Malgré l’affichage d’une fermeté inébranlable, le contrôle des investissements étrangers par Bercy soulève des questions. Sur les trois dernières années, seule une poignée de transactions ont été bloquées, invoquant l’impossibilité de garantir les intérêts nationaux. Un chiffre dérisoire qui interroge sur la réelle portée de cette « vigilance constante ».
Le ministère de l’Économie clame un niveau de contrôle « élevé », avec une augmentation significative des demandes d’autorisation en 2024 (392 contre 309 en 2023). Cependant, une analyse plus approfondie révèle que près des trois quarts (73%) des opérations initialement soumises n’ont finalement pas nécessité l’accord de Bercy. Cela suggère une disproportion alarmante entre le volume des dossiers et la proportion de ceux jugés réellement sensibles. La majeure partie des investissements étrangers semblent passer à travers les mailles du filet, ou du moins, ne sont pas considérés comme une menace.
Même lorsque l’autorisation est requise, plus de la moitié des feux verts sont assortis de conditions, certes, mais la nature exacte de ces exigences reste souvent floue. Des exemples comme le maintien d’une activité de production de matériels de guerre en France sont cités, mais la transparence manque quant à leur application et leur suivi rigoureux. Le risque est grand que ces conditions ne soient que de simples formalités, facilement contournables une fois l’encre sèche.

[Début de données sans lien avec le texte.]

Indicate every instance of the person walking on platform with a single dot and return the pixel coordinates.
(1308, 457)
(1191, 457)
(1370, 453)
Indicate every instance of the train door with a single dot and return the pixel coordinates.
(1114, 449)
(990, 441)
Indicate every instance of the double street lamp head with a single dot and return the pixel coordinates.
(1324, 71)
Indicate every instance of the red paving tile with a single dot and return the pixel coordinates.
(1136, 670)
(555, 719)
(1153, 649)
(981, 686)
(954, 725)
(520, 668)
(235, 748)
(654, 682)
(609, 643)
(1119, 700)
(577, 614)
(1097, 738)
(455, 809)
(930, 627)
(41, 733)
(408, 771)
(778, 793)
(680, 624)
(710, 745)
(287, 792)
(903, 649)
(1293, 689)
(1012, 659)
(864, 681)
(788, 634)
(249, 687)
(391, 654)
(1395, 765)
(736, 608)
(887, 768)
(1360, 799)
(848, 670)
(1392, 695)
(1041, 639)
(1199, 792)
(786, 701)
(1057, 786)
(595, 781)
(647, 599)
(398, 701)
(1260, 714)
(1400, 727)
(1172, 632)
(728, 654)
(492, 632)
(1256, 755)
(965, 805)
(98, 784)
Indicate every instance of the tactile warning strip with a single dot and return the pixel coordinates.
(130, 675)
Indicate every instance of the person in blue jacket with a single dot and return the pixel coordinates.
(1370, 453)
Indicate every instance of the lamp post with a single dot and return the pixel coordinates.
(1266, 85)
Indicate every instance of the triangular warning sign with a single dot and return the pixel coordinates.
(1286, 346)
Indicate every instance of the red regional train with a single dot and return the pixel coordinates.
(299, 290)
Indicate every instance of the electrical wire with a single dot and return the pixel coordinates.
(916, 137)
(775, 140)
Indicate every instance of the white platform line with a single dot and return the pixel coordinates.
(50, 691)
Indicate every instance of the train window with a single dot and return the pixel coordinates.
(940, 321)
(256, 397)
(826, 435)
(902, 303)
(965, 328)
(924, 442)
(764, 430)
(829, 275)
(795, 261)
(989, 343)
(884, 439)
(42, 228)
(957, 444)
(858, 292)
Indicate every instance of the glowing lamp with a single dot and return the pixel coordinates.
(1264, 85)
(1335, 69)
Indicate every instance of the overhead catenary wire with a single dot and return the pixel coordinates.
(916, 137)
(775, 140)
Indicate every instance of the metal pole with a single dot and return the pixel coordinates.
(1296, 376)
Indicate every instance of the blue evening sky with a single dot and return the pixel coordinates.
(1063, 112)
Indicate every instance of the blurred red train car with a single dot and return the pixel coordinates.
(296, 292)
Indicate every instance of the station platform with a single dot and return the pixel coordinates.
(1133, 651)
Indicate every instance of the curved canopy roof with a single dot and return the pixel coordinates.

Le faible nombre de refus directs – six en trois ans – est présenté comme une preuve du pouvoir dissuasif du contrôle. Mais n’est-ce pas plutôt le signe d’une réticence à prendre des décisions réellement tranchées, préférant la prudence ou la pression discrète pour un retrait volontaire de l’investisseur ? Cette approche, si elle évite les confrontations, soulève des inquiétudes quant à la protection effective des fleurons industriels et technologiques français face à l’appétit insatiable des investisseurs étrangers, majoritairement américains, britanniques et suisses.